Kami Lelah dan Terus Merugi akibat Banjir di Aceh
Bencana banjir di Provinsi Aceh membuat warga nyaris kehilangan harapan. Mereka lelah terus menerus menjadi korban. Hasil keringat pun raib diseret arus air bah. Sementara mitigasi nyaris tidak ada.
Bencana banjir di Provinsi Aceh membuat warga nyaris kehilangan harapan. Mereka lelah terus menerus menjadi korban. Hasil keringat pun raib diseret arus air bah.
Majid (52), warga Desa Lhok Seuntang, Kecamatan Julok, Kabupaten Aceh Timur, Provinsi Aceh, Selasa (4/1/2022), hanya bisa pasrah menyaksikan sawahnya tergenang banjir. Padahal saat ini sudah masuk masa tanam. Benih padi pun raib dibawa arus banjir.
Sawah seluas 0,5 hektar itulah satu-satunya sumber penghidupan utama keluarganya. Majid memperkirakan rugi Rp 2 juta lebih.
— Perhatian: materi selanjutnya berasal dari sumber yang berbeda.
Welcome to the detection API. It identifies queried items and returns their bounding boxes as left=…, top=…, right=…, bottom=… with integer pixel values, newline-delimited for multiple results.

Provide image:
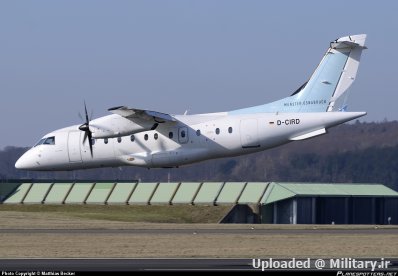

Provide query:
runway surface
left=0, top=227, right=398, bottom=235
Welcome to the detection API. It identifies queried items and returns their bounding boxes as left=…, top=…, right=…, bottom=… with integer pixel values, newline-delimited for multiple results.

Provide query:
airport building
left=0, top=181, right=398, bottom=225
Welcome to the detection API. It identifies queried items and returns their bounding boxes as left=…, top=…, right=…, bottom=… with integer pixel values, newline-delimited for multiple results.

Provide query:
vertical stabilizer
left=230, top=34, right=366, bottom=114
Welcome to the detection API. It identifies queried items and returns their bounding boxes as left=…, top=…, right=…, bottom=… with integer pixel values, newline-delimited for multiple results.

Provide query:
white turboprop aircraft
left=15, top=34, right=366, bottom=171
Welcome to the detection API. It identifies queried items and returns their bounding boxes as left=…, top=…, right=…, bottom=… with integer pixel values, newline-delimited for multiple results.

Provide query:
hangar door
left=240, top=119, right=260, bottom=148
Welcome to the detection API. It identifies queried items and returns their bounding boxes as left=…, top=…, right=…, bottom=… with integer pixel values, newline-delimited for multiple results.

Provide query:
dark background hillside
left=0, top=121, right=398, bottom=190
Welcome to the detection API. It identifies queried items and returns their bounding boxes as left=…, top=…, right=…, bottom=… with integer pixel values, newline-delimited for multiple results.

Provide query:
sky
left=0, top=0, right=398, bottom=149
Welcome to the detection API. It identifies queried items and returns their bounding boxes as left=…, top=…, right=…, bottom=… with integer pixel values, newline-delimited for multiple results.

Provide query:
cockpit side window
left=33, top=138, right=46, bottom=147
left=43, top=136, right=55, bottom=145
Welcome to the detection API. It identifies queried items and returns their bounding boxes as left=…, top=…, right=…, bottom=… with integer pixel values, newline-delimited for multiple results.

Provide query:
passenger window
left=43, top=136, right=55, bottom=145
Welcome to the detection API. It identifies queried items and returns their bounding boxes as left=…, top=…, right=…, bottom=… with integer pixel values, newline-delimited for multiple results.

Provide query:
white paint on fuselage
left=16, top=112, right=366, bottom=170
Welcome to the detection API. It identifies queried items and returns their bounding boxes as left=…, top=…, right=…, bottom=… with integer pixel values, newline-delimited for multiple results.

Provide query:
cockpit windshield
left=33, top=136, right=55, bottom=147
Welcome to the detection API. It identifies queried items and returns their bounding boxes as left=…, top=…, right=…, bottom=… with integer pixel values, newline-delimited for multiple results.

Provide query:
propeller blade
left=84, top=101, right=89, bottom=125
left=87, top=130, right=93, bottom=157
left=79, top=101, right=93, bottom=157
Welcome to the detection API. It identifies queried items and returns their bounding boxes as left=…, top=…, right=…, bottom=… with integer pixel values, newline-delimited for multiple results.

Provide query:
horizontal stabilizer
left=290, top=128, right=326, bottom=141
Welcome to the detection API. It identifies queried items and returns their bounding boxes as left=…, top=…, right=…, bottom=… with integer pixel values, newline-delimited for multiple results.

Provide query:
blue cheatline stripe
left=229, top=52, right=350, bottom=115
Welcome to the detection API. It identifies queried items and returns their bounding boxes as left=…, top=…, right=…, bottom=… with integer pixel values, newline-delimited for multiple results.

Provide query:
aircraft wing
left=108, top=106, right=177, bottom=123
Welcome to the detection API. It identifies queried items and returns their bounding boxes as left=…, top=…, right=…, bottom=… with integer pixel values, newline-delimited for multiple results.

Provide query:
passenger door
left=68, top=131, right=82, bottom=162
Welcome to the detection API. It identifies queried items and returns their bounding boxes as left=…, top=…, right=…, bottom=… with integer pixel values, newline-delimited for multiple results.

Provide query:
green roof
left=261, top=182, right=398, bottom=204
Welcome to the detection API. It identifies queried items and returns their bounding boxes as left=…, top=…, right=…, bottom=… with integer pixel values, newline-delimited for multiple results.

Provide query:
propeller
left=79, top=101, right=93, bottom=157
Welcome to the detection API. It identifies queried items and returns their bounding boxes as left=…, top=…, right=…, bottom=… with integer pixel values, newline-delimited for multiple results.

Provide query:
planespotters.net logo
left=252, top=258, right=394, bottom=276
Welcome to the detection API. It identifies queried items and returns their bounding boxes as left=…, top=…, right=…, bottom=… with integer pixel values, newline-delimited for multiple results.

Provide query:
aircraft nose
left=15, top=152, right=36, bottom=170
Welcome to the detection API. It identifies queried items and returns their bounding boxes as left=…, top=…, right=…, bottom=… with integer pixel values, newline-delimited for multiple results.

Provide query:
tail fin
left=232, top=34, right=366, bottom=113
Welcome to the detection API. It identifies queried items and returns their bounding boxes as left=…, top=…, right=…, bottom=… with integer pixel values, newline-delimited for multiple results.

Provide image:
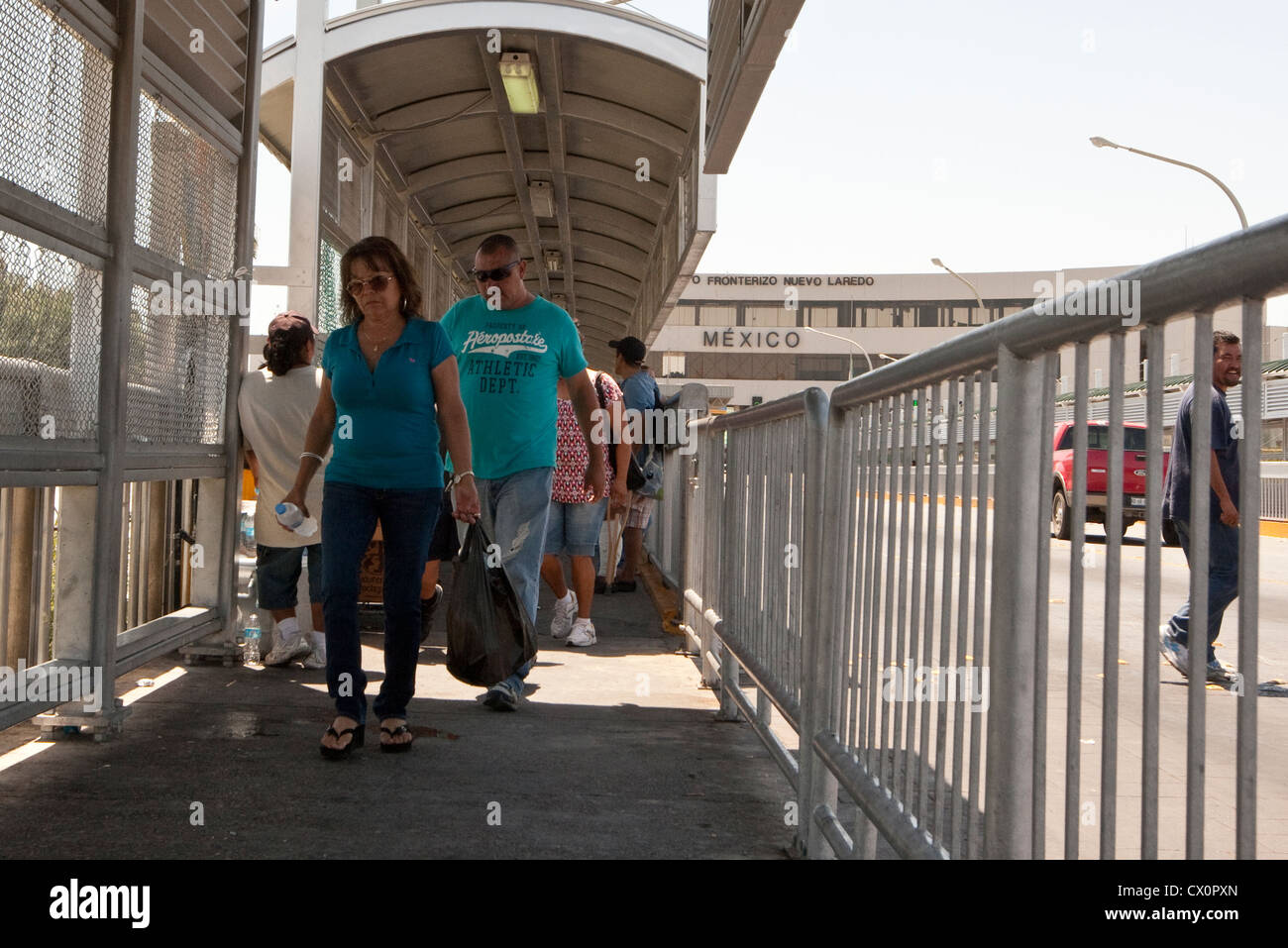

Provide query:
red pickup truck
left=1051, top=421, right=1168, bottom=540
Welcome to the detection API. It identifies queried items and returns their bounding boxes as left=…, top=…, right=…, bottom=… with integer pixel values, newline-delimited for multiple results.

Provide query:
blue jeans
left=458, top=468, right=555, bottom=694
left=322, top=480, right=443, bottom=724
left=1169, top=518, right=1239, bottom=662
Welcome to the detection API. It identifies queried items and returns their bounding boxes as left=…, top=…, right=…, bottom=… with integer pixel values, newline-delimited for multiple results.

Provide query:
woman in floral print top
left=541, top=353, right=631, bottom=645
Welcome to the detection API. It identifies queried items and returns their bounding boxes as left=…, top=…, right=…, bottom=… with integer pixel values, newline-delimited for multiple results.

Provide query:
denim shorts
left=255, top=544, right=326, bottom=609
left=545, top=497, right=608, bottom=557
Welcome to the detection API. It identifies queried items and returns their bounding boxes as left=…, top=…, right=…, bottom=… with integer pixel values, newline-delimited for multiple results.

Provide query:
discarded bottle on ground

Kerugian itu dari biaya beli benih, pupuk, ongkos bajak, dan perlengkapan menghalau tikus.
Mudah-mudahan ada bantuan benih dan pupuk dari pemerintah. Memulai dari awal lagi, bagi petani di sini berat. (Majid)
Kalau banjir sudah reda, sawah itu akan digarap kembali. Namun, Majid harus kembali mengeluarkan modal membeli benih dan pupuk.
”Mudah-mudahan ada bantuan benih dan pupuk dari pemerintah. Memulai dari awal lagi, bagi petani di sini berat,” kata Majid.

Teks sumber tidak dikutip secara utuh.